The previous property owners (who I am sure you've heard us cursing over repeatedly throughout the years) did not apparently pay for trash service. Nor did they feel the need to drive out to the local dump. Instead, they deemed it permissible to dump their trash (note I say "dump" and not "bury") directly behind, and in some cases next to, the house. Over the years, some measure of soil did accumulate over everything (either that or they tried to hide the evidence in order to sell the house), until a few months after we purchased it. Then we began noticing empty bottles of dish soap, asthma respirators, old cans, blankets, bits of steel, nails, etc., popping up all over the place! In the 4 years that we have lived on this property, we have managed to clean up a good portion of the mess. However, the other day, while walking on the outskirts of my Herb Garden, Ryan noticed a little surprise. Uncovered by erosion, there lay a little lost lego man. Now, both my husband and I have a soft spot for legos, and we decided that this little guy needed a proper home. So, we set him on top of Jugi's grave stone, to watch over the Herb Garden.

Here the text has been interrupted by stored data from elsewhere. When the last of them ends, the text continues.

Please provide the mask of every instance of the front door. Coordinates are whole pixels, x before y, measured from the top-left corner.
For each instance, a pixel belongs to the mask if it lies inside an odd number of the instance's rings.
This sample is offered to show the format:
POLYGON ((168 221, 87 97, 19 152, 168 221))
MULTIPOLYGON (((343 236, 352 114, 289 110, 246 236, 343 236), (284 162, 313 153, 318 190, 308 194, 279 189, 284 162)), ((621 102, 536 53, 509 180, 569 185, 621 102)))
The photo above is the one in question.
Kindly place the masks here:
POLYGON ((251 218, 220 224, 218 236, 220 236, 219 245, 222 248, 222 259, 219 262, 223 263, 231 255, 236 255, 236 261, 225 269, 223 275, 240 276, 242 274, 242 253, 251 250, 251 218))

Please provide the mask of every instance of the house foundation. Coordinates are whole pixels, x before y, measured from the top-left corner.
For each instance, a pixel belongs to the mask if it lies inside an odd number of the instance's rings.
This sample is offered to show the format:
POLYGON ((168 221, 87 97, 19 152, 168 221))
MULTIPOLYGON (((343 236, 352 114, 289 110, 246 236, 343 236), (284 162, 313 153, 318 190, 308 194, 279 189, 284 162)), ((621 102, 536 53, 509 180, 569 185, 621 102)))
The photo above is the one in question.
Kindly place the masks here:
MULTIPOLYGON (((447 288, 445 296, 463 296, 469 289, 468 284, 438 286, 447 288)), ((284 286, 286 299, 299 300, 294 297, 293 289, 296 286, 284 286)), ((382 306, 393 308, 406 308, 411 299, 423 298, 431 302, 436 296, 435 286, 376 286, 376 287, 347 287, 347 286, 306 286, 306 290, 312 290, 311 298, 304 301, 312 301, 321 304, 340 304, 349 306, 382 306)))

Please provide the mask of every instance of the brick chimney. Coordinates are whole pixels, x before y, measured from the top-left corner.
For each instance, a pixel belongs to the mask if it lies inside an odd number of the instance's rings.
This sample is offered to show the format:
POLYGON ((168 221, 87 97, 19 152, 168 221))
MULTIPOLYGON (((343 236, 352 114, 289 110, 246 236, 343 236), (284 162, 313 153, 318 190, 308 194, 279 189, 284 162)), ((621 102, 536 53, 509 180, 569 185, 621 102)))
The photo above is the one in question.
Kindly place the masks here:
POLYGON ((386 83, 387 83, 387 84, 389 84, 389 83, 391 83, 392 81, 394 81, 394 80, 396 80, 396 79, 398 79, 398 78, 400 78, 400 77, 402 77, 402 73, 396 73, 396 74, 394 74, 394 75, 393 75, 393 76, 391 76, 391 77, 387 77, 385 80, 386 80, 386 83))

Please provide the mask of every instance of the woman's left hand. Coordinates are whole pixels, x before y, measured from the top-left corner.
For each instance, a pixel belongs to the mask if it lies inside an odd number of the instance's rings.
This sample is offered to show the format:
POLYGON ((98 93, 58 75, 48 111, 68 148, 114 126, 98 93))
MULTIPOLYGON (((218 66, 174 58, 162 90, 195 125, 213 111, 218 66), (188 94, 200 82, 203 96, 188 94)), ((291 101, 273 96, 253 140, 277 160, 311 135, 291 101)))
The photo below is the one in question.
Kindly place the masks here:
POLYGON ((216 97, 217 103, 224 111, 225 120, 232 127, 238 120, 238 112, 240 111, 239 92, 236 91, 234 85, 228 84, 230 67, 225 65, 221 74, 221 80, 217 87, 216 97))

Think of him as a little plastic garden fairy!

Thursday, June 09, 2011

My Newest Old Hat!

Saw this lovely little 1940s chapeau on Etsy practically minutes after it was posted, and I snatched it up lickity split! Tomorrow is my 5-year wedding anniversary, and to celebrate, Ryan and I gave ourselves a small gift budget. This is my anniversary gift to myself (isn't is lovely?!?!?). He bought himself two much sought after woodworking books.

The hat is in PRISTINE condition, which is shocking for one so old and with such elaborate feathers!! It has a "bird" on the side of the brim, consisting of two real bird wings and a fake feathered head. The label reads "Germaine Montabert," but thus far I have been unable to find out anything about this hat maker.

I am wearing my 1930's estate sale score FOGA dress, which I think pairs wonderfully with my hat!

Wednesday, June 08, 2011

Early June & The First Seed Harvest!

The heirloom roses are currently in bloom here, and I love the beautiful colors and amazing fragrances of all of our varieties! This is one of my absolute FAVORITE times of year on the farm!

The calendula has begun flowering, and its blossoms are just begging to be dried and used in salves (I'm more than happy to oblige them).

I also finally got around to putting together a fresh herb order for a local restaurant. Now I just need to motivate myself to drive into town and deliver it!

The Valerian (or "Phu!" as it was called in Medieval times) has also started flowering, and its pungent fragrance can be smelled across the property. YUM!

Also of note: the first seed harvest is in! The kale finally finished producing seed pods, and now sits in my work room, waiting to be processed and cleaned. And so begins the HARVEST SEASON!

Tuesday, June 07, 2011

Ooops, Here's Another One!

Here (FINALLY!) are pictures of that G-O-R-G-E-O-U-S 1941 bridesmaid dress I purchased several months ago. This is post-drycleaning.